Like all our holidays, modern Easter is a mishmash of secular and religious symbolism, Hallmarkized and dressed in a cheerful pastel dress.
So I was surprised to hear that the Glassport, Penn., Assembly of God managed to further confuse and upset Easter revelers this year.
According to the Associated Press, the church started its celebration early, holding a \performance"" in a city stadium Saturday. Their show culminated with several actors-I am not making this up-savagely whipping the Easter Bunny.
Correction: The actors didn't whip the Easter Bunny. They flogged their pastor, Patty Bickerton, who was dressed in a bunny costume. AP says the actors yelled ""there is no Easter Bunny,"" and smashed Easter eggs at a performance intended to demonstrate to adults and children ""how Jesus was crucified.""
Melissa Salzman told AP her young son TJ reacted in pretty much the way you'd expect from a four-year-old subjected to a perverse display of violence and suffering.
""He was crying and asking me why the bunny was being whipped,"" she said.
Pastor Bickerton answered the crowd's shock with all the deft understanding you might expect from someone who conceptualizes her faith through rabbit torture.
""We wanted to convey that Easter is not just about the Easter Bunny; it is about Jesus Christ,"" she told AP.
I'm not sure why some people think lessons about Jesus' love are incomplete without prolonged horsewhipping.

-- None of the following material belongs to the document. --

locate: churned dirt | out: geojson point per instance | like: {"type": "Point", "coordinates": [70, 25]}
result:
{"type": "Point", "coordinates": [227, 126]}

Also, I'm not convinced that teaching children about Christ's resurrection demands the assault and humiliation of the Easter Bunny or the destruction of his eggs. Before Christmas every year, a lot of churches put up signs admonishing passersby to ""Keep the Christ in Christmas,"" but most of them stop short of setting Santa Claus on fire and pushing him into traffic.
Of course, Pennsylvanian Assemblies of God aren't the only places that mangle Easter into a disturbing semi-psychotic tableau.
1600 Pennsylvania Avenue plays host each year to an ""Easter Egg Roll."" On the day after Easter Sunday, government officials and cartoon mascots gather on the White House lawn to watch kids chase colored eggs around and cry hysterically.
Even crazier, by some accounts, the White House Easter Egg Roll started in 1878 after Congress banned children from rolling eggs at the Capitol and an army of angry kids stormed the gates of President Rutherford B. Hayes.
This year, the weirdness of the Egg Roll was matched only by President Bush's word choice in his Easter Message.
As if he was copying Hayes' message 126 years ago, Bush called for ""peace in the affairs of men.""
He were mysterious about his wishes for the affairs of women-or bunnies for that matter.